5. De rechtbank oordeelt dat deze beroepsgrond niet slaagt. Het bezwaar gericht tegen de beschikking van 17 januari 2020, maakt deel uit van het bezwaar tegen de naheffingsaanslag. Dit volgt uit artikel 4:19 van de Algemene wet bestuursrecht (Awb). Daarom is daar maar één keer een proceskostenvergoeding in bezwaar voor verschuldigd en die heeft verweerder toegekend.
6. Eiser heeft verder aangevoerd dat verweerder de dwangsomvergoeding te laag heeft vastgesteld omdat de bedragen per 1 januari 2019 zijn geïndexeerd.
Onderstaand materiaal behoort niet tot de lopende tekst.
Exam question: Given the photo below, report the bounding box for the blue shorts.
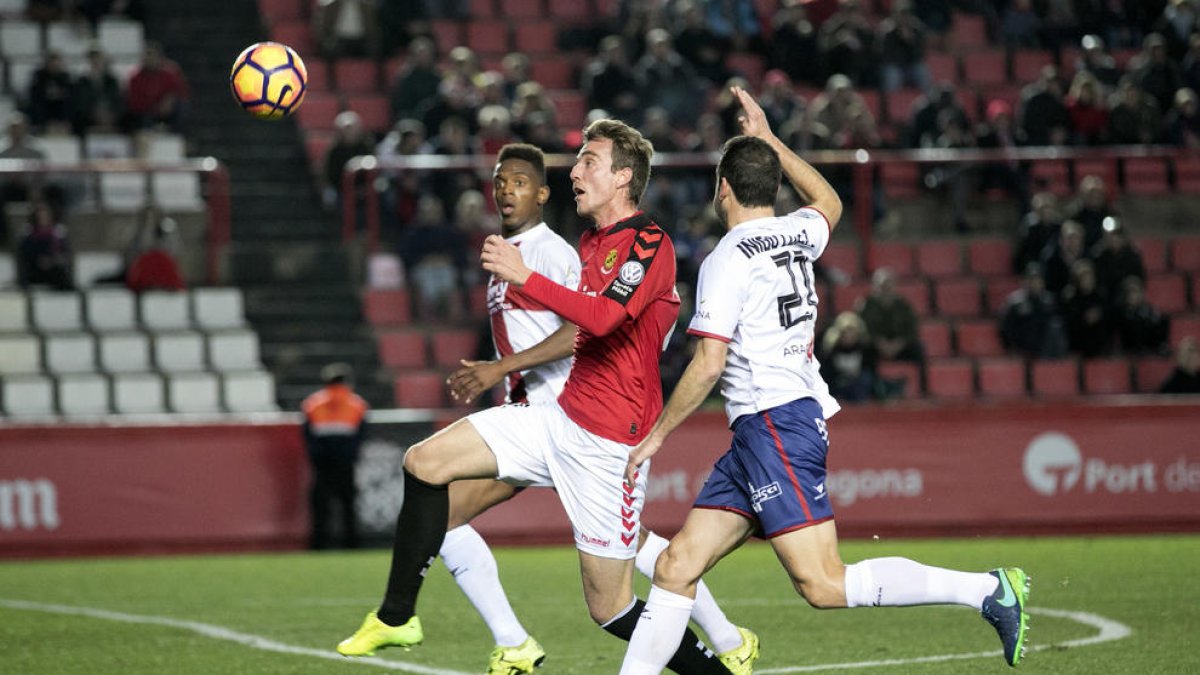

Verweerder had de dwangsomvergoeding moeten vaststellen tot een bedrag van € 1.442,-
7. De rechtbank oordeelt dat deze beroepsgrond slaagt. Verweerder heeft in zijn verweerschrift ook onderkend dat eiser hierin gelijk heeft. Verweerder heeft daarbij aangegeven dat het juiste bedrag, verhoogd met wettelijke rente, inmiddels aan eiser is uitbetaald.
8. Het beroep is gegrond. De rechtbank vernietigt de uitspraak op bezwaar voor zover daarin aan eiser een dwangsomvergoeding van € 1.260,- is toegekend. De rechtbank ziet aanleiding om zelf in de zaak te voorzien door te bepalen dat eiser recht heeft op een dwangsomvergoeding van € 1.442,-.
9. Omdat de rechtbank het beroep gegrond verklaart, bepaalt de rechtbank dat verweerder aan eiser het door hem betaalde griffierecht vergoedt.
10. De rechtbank veroordeelt verweerder ook in de door eiser gemaakte proceskosten. Deze kosten stelt de rechtbank op grond van het Besluit proceskosten bestuursrecht voor de door een derde beroepsmatig verleende rechtsbijstand vast op € 1.068,- (1 punt voor het indienen van het beroepschrift en 1 punt voor het verschijnen ter zitting, met een waarde per punt van € 534,-). De rechtbank merkt de foutieve vaststelling van de dwangsomvergoeding aan als een evidente tel- en rekenfout en hanteert daarom een wegingsfactor 0,25 [1] .
11. De rechtbank heeft tijdens de mondelinge uitspraak de proceskostenveroordeling vastgesteld op een bedrag van € 262,50. Hierbij was ten onrechte geen rekening gehouden met de indexering van de normbedragen per 1 januari 2021. Het juiste bedrag van de proceskostenveroordeling is € 267,-. Partijen hebben ermee ingestemd dat de kennelijke fout van de rechtbank wordt hersteld in dit proces-verbaal.
Deze uitspraak is gedaan door mr. J.G. Nicholson, rechter, in aanwezigheid van L.S. Lodder, griffier. De beslissing is in het openbaar uitgesproken op 20 januari 2021 en zal ook worden gepubliceerd op rechtspraak.nl.
griffier rechter
Afschrift verzonden aan partijen op:

Rechtsmiddel

Tegen deze uitspraak kan binnen zes weken na de dag van verzending van het proces-verbaal daarvan hoger beroep worden ingesteld bij het gerechtshof Arnhem-Leeuwarden.

Voetnoten

1.Vgl. de uitspraak van het Gerechtshof ’s-Hertogenbosch van 15 november 2018, ECLI:NL:GHSHE:2018:4638, r.o. 4.6.4.